I pulled a face. ‘It’ll allow the lawyers time to trace a few more of us. And I don’t want a load of money, not yet. But it’ll be nice to think that if I do ever get any paper qualifications and want to go to Uni, that I won’t have a bloody great student loan, won’t it? And any of my half-brothers and sisters who’ve already got one will be able to pay it off. I mean, imagine having a job like Robin’s that pays chicken feed and having that – that albatross hanging round your neck.’

He nodded, saying, so terribly casually I knew he was fishing, ‘It was nice of him to go with you to the Cathedral with you.’

‘Who else could have gone? The authorities there knew him. And I wanted to see where they’d stashed it.’ That was one disappointment: it had been in an ordinary office-type safe, not some great vault filled with gilt church plate. And I wasn’t just being coy about Robin. It seemed to me anyone having a relationship with a man whose main relationship was with Someone Else might be taking on rather more than she could chew. And until all my teeth were fixed, and the wire had come out of my wretched sore jaws, I wasn’t reckoning on biting anything tough.

I cleared the table, so knackered I’d have loved to stack all the china, but knowing Griff’d turn to and do it if I left it. His bombing around the countryside had tired him more than I liked, and he’d been further drained by the knowledge that he’d not judged people as clearly as he liked.

He was still staring into the dregs of his glass when I came back. You could see how much effort it took not to top it up. It would have been so easy to indulge him but I hardened my heart.

‘You weren’t,’ he said, his usual firm delivery something horribly like a quaver, ‘thinking of taking up you father’s offer of an apartment in his wing? Now you’ve cleaned it all up, you deserve a reward.’

I pulled up a chair and sat beside him, holding both his hands and looking into his eyes. ‘I’ve got china to sell on commission it’ll take me years to restore. I’ve got all that wonderful furniture to learn about. What more
reward do I want?’

‘Some people might think it’s your duty to go and look after your father.’

‘Some people might think he deserves to be stuck in a grotty old folks’ home. Council run, for preference, the old snob. OK, I’ll keep an eye on him – after all, I shall need to deliver his profits from time to time. And I ought to get him to eat a bit better. But I don’t have to live with him to do that. And if I did, I still wouldn’t.’

‘And what about that man from Devon who was checking up on you? Didn’t he say he was your grandfather? Though I must say that Habgood’s not very close to Townend.’

‘According to him, my mother changed her surname to her stepfather’s.’

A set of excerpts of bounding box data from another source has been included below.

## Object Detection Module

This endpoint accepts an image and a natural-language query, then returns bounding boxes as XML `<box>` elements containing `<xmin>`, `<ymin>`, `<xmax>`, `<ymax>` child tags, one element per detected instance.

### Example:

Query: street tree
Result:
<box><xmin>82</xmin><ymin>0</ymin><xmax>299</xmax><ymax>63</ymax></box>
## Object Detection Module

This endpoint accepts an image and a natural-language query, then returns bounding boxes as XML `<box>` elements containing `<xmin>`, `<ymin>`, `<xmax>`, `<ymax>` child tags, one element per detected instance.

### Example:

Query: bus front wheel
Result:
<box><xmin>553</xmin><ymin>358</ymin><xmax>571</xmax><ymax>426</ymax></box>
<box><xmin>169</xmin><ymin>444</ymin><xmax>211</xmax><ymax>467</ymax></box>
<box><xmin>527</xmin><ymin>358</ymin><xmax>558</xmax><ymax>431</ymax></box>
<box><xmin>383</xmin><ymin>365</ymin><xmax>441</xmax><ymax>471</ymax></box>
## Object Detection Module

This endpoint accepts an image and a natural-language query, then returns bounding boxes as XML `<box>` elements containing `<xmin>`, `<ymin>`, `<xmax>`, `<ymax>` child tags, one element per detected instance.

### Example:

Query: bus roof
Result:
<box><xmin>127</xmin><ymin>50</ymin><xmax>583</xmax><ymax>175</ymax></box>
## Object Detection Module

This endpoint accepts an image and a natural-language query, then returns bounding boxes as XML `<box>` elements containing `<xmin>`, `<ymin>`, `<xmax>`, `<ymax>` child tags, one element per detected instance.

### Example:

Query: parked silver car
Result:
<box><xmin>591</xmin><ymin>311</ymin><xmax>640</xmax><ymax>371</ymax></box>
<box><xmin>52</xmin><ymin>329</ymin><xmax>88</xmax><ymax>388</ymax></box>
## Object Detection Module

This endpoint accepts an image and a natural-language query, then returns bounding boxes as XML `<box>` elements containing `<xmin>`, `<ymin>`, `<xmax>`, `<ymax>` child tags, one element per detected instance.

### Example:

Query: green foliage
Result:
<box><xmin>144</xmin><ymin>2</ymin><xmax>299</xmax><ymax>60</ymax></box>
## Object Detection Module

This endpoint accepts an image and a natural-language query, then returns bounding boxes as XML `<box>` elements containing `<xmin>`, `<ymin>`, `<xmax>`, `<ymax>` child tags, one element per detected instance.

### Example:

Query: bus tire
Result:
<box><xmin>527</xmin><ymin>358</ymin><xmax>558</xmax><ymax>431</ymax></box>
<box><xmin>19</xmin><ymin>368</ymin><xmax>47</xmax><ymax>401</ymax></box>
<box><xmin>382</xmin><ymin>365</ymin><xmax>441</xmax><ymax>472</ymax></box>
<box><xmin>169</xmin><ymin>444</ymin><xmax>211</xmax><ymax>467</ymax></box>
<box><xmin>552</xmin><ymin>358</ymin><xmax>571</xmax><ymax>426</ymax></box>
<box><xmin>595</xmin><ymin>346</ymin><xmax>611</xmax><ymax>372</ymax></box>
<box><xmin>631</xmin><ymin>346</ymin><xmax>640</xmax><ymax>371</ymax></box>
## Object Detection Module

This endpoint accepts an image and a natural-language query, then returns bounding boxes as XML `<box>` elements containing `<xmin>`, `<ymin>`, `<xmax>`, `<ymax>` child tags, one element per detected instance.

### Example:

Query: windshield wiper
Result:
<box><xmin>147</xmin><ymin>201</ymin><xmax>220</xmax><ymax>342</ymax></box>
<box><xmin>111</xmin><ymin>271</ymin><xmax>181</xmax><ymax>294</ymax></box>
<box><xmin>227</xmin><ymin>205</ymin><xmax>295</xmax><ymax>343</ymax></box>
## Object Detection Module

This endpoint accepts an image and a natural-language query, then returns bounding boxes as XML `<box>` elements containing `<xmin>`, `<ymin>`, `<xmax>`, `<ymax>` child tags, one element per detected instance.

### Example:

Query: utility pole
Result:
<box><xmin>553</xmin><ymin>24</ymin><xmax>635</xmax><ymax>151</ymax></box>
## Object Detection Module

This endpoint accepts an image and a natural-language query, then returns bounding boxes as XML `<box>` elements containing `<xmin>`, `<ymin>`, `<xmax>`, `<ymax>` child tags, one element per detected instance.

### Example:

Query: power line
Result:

Griff stared at me. ‘You do look very alike. Will you have the DNA test he wants?’

‘I might. Just to put his mind at rest. His, not mine.’

‘But to turn down the chance of a family –’

‘I’ve already got a hell of a lot of family! One has,’ I said in Lord Elham’s drawl, ‘to draw the line somewhere! No, you’re all the family I need. The thing is, I ought to have said this ages ago, but I’ve never quite managed it, have I? You’re better than father or mother and a couple of grandparents all rolled into one.’ Finger on lips, I looked round guiltily before pouring an extra half-inch into both our glasses. ‘It’s you I love.’ There, I’d managed it. ‘Griff, my dearest of friends, I love you.’